文政5(1822)年、寛政の改革で知られる松平定信によって「兼六園」と名付けられます。その後、12代藩主・斉泰が園の見どころである「霞ヶ池」を広げたり、「栄螺山」を築くなどして、ほぼ現在の姿となりました。
松平定信

松平定信

疏水百選の一つ、「辰巳用水」をたった1年で作った天才

園内の噴水は日本に現存する最も古い噴水といわれている。...

園内の噴水は日本に現存する最も古い噴水といわれている。ポンプなど動力は一切用いておらず、位置エネルギーのみを利用しているのだそう。

兼六園の美しい景観をつくる豊富な水は「辰巳用水」と呼ばれる水路を通って犀川上流から運ばれています。この用水は全長約12キロという大規模なもので、寛永9(1632)年に3代藩主・利常が土木技師の板屋兵四郎に命じて開削しました。金沢城下へ引き入れられた水は、兼六園を経てから城内に供給され、残りを城下へ配水しました。
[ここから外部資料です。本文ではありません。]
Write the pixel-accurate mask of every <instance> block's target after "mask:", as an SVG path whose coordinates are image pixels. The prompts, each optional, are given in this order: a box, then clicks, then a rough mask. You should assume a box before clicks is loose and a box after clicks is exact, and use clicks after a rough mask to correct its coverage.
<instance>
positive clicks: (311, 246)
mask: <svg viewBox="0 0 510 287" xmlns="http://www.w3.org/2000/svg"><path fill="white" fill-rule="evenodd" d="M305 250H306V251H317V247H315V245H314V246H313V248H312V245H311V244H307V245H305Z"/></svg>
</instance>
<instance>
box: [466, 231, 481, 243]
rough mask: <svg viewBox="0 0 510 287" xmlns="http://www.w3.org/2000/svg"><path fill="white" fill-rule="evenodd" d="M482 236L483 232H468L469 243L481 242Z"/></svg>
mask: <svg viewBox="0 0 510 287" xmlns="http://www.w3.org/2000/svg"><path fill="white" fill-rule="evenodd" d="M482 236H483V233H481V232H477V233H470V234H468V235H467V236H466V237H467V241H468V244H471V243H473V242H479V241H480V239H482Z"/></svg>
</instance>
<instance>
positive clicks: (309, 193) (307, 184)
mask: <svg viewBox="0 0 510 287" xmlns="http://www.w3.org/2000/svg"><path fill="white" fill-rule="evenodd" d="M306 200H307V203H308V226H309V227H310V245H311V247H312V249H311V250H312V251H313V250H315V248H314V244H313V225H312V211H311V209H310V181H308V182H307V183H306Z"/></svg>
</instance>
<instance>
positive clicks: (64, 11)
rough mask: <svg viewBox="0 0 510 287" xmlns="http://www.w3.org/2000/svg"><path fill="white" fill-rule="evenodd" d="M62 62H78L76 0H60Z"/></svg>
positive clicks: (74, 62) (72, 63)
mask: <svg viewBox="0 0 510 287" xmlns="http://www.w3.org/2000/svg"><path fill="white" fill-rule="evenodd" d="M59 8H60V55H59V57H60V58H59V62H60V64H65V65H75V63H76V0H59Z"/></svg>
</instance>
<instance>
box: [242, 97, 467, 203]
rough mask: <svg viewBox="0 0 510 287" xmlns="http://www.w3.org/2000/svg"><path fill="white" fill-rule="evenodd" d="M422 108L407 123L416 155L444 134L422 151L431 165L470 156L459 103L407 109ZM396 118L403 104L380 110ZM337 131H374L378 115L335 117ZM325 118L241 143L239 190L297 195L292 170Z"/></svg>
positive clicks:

江戸時代初期になると各地に用水が整備されましたが、この辰巳用水は約3キロにわたるトンネル水路が掘られるなど、当時としては非常に高度な知識と技術が駆使されていることが分かっています。中でも兼六園と金沢城二の丸への通水は、取水地が標高の高い位置にあることを利用して揚水するという、いわゆる逆サイホンの原理を応用しているのです。この技術は相当珍しかったようで、当時「伏越の理(ことわり)」と呼ばれました。
『石川県土地改良史』(石川県) (3258)

『石川県土地改良史』(石川県)
ただ不思議なことに、藩主の命令による工事にも関わらず、関連の文献はほとんど残っておらず、兵四郎がどのようにして逆サイホンの原理を知ったのかは分かっていません。
緻密かつ正確な測量を必要とする工事にもかかわらず、兵四郎はわずか1年ほどでこの大規模プロジェクトを完成させたといわれます。

板屋兵四郎にまつわるミステリー

兵四郎自身も謎の多い人物で、算術と測量に長けていた小松出身の町人(小代官という説もあり)ということや、能登の金山開発、千枚田の設計にかかわったと伝えられるほか、詳しいことは何も分かっていません。
一説には、辰巳用水に使われた高度な技術が幕府や他藩へ漏えいすることを恐れた加賀藩が、兵四郎を密かに暗殺。その怨霊を〝袋〟に封じ込めようと、当時の河北郡袋村の神社に祭ったという伝説もあるほど。また、犀川上流の上辰巳町にも兵四郎を祭る板屋神社があり、兵四郎の功績は地元の人々によって顕彰されていることがうかがえます。
金沢市上辰巳町にある板屋神社

金沢市上辰巳町にある板屋神社

用水の恩恵を受ける人たちによって、昭和35年4月に御祭神ゆかりの地に創建されたのだそう。

金沢の起源は兼六園にあり!?

金城霊沢

金城霊沢

かつて芋掘藤五郎という男が芋を洗うと砂金がでてきたことから「金洗いの沢」と呼ばれ、それが「金沢」という地名の由来と言われています。
また兼六園の南隅には「金城霊沢」という決して濁らず、枯れないといわれる湧水泉があります。山で掘ってきた芋をこの泉で洗うと、無数の砂金が出てきたという伝説があるため、金城霊沢と名付けられたそうです。これが金沢という地名になったことを考えると、城下町・金沢の起源は現在の兼六園にあるといってもいいのかもしれませんね。